For this project, investigators focused on a subtype D ependymoma. In earlier research, Gilbertson and his colleagues showed that extra copies of the EPHB2 gene caused this tumor subtype. The investigators used this information to develop an accurate model of subtype D ependymomas in mice. The mouse model includes the same mutation in the same neural stem cell responsible for the human disease and was crucial for speeding drug development.

Researchers used an automated system to check 5,303 existing drugs, natural products and other compounds for activity against four different types of mouse brain cells, including normal neural stem cells, subtype D ependymoma tumor cells and cells from a different brain tumor.

Of the 634 compounds that showed activity against subtype D ependymoma cells, four demonstrated a two-fold greater ability to block the growth of the tumor cells, but not normal cells. The drugs included 5-FU and two closely related compounds. The fourth was beta-escin, which belongs to a family of drugs that are generating interest as potential chemotherapy agents.

5-FU also proved more effective than four other chemotherapy drugs in slowing tumor growth and extending the lives of mice with subtype D ependymoma. 5-FU also appeared less toxic to normal mouse brain cells than another drug, bortezomib, included in the study. The findings provided preliminary evidence that the screening system might provide an early indication of drug toxicity. The information could help guide treatment and prioritize drugs for development, researchers said.

The screening also highlighted a possible role for kinase inhibitors. Those are drugs that block activity of proteins that help drive cell division and sustain tumors. More than 18 inhibitors are in clinical trials that target the kinases this study tied to proliferation of both normal and ependymoma tumor cells.

The study’s other authors are Anang Shelat, Tanya Kranenburg, Nidal Boulos, Karen Wright, Helen Poppleton, Kumarasamypet Mohankumar, Timothy Phoenix, Paul Gibson, Liqin Zhu, Yiai Tong, Chris Eden, David Ellison, Amar Gajjar and Clinton Stewart, all of St.
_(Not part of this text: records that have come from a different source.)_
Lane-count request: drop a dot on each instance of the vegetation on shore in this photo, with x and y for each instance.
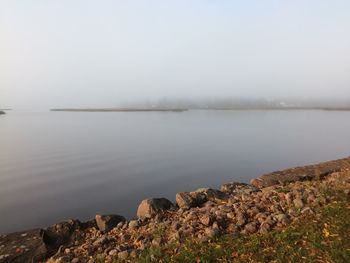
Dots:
(321, 237)
(295, 215)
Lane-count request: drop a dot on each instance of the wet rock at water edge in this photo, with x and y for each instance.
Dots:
(151, 207)
(107, 222)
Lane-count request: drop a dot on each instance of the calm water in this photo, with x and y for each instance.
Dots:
(59, 165)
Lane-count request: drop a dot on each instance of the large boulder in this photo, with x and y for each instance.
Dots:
(303, 173)
(37, 245)
(210, 194)
(196, 198)
(153, 206)
(107, 222)
(185, 200)
(238, 188)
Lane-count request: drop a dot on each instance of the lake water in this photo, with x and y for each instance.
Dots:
(60, 165)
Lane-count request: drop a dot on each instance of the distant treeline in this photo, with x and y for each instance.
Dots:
(238, 103)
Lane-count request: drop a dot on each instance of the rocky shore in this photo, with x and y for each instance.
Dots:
(269, 202)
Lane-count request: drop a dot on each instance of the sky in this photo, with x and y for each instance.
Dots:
(85, 53)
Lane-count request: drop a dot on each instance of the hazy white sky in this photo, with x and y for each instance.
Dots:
(99, 53)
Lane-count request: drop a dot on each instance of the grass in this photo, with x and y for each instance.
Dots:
(324, 237)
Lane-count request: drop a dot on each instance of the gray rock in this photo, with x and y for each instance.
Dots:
(280, 217)
(238, 188)
(206, 219)
(153, 206)
(209, 195)
(241, 219)
(298, 203)
(123, 254)
(251, 228)
(113, 252)
(185, 200)
(133, 224)
(212, 232)
(100, 241)
(107, 222)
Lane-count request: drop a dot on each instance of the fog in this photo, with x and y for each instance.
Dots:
(106, 53)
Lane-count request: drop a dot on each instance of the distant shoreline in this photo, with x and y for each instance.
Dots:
(121, 110)
(185, 109)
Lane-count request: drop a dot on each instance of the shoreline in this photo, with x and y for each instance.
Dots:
(200, 109)
(39, 244)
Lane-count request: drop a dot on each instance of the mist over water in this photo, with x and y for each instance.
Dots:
(103, 53)
(59, 165)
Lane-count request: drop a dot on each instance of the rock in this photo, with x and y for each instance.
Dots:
(298, 203)
(185, 200)
(206, 219)
(310, 172)
(209, 195)
(211, 232)
(113, 252)
(241, 219)
(264, 227)
(250, 228)
(307, 210)
(107, 222)
(133, 224)
(157, 241)
(153, 206)
(280, 217)
(238, 188)
(100, 241)
(123, 254)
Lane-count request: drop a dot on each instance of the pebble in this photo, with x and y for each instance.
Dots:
(298, 203)
(123, 254)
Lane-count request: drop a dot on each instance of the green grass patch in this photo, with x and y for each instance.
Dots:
(324, 237)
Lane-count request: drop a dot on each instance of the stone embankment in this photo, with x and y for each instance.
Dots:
(271, 201)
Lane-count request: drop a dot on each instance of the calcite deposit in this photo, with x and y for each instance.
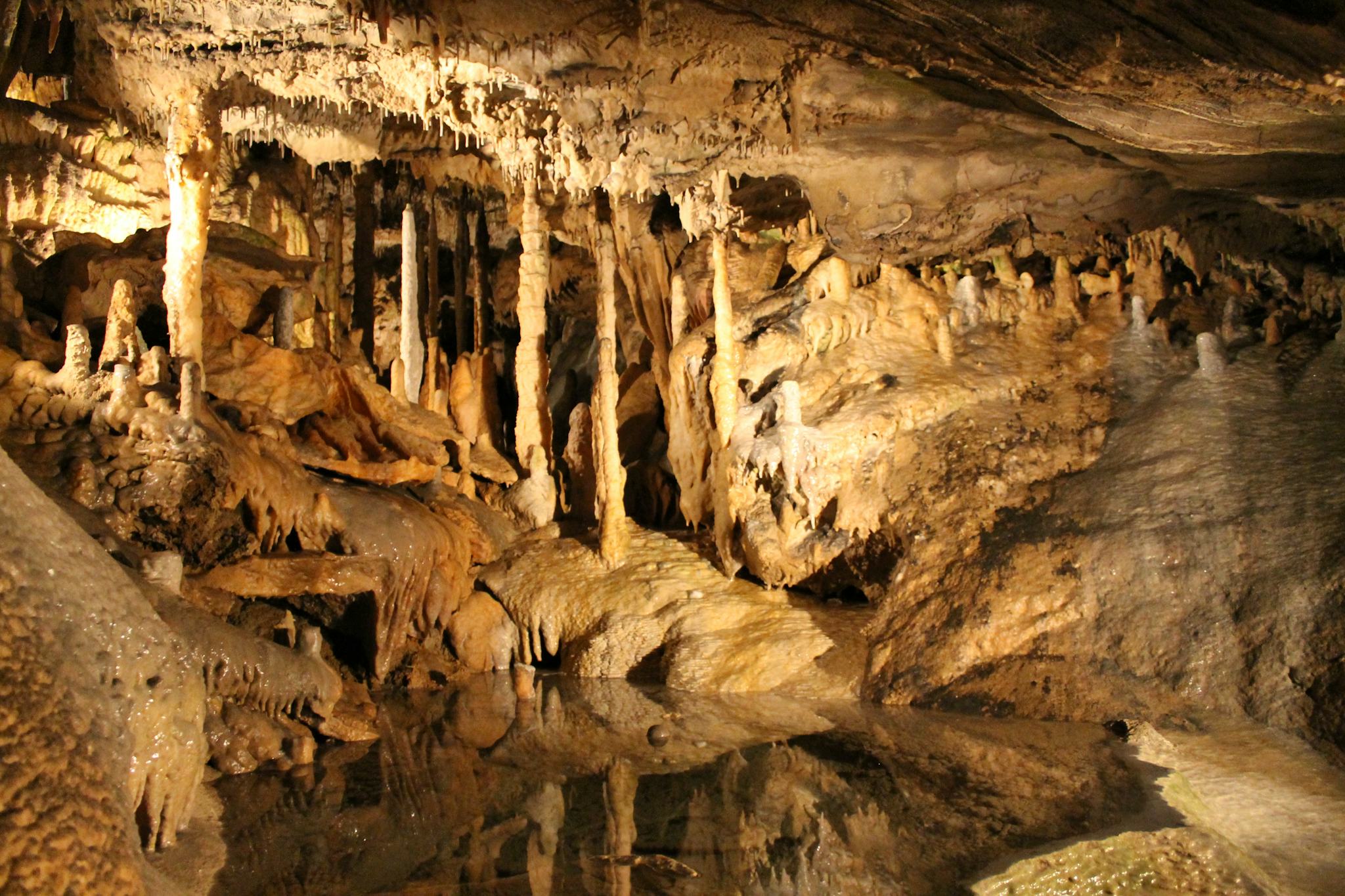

Jude; Angel Montero Carcaboso, Alexander Arnold, Robert Johnson Clementine Feau, all formerly of St. Jude; and Waldemar Priebe, Dimpy Koul and W.K. Alfred Yung, of University of Texas MD Anderson Cancer Center.

The study was funded in part by the National Institutes of Health, the Collaborative Ependymoma Research Network and ALSAC.

St. Jude Children’s Research Hospital
St. Jude Children’s Research Hospital is internationally recognized for its pioneering research and treatment of children with cancer and other life-threatening diseases. The hospital’s research has helped push overall survival rates for childhood cancer from less than 20 percent when the institution opened to almost 80 percent today. It is the first and only National Cancer Institute-designated Comprehensive Cancer Center devoted solely to children, and no family ever pays St. Jude for care.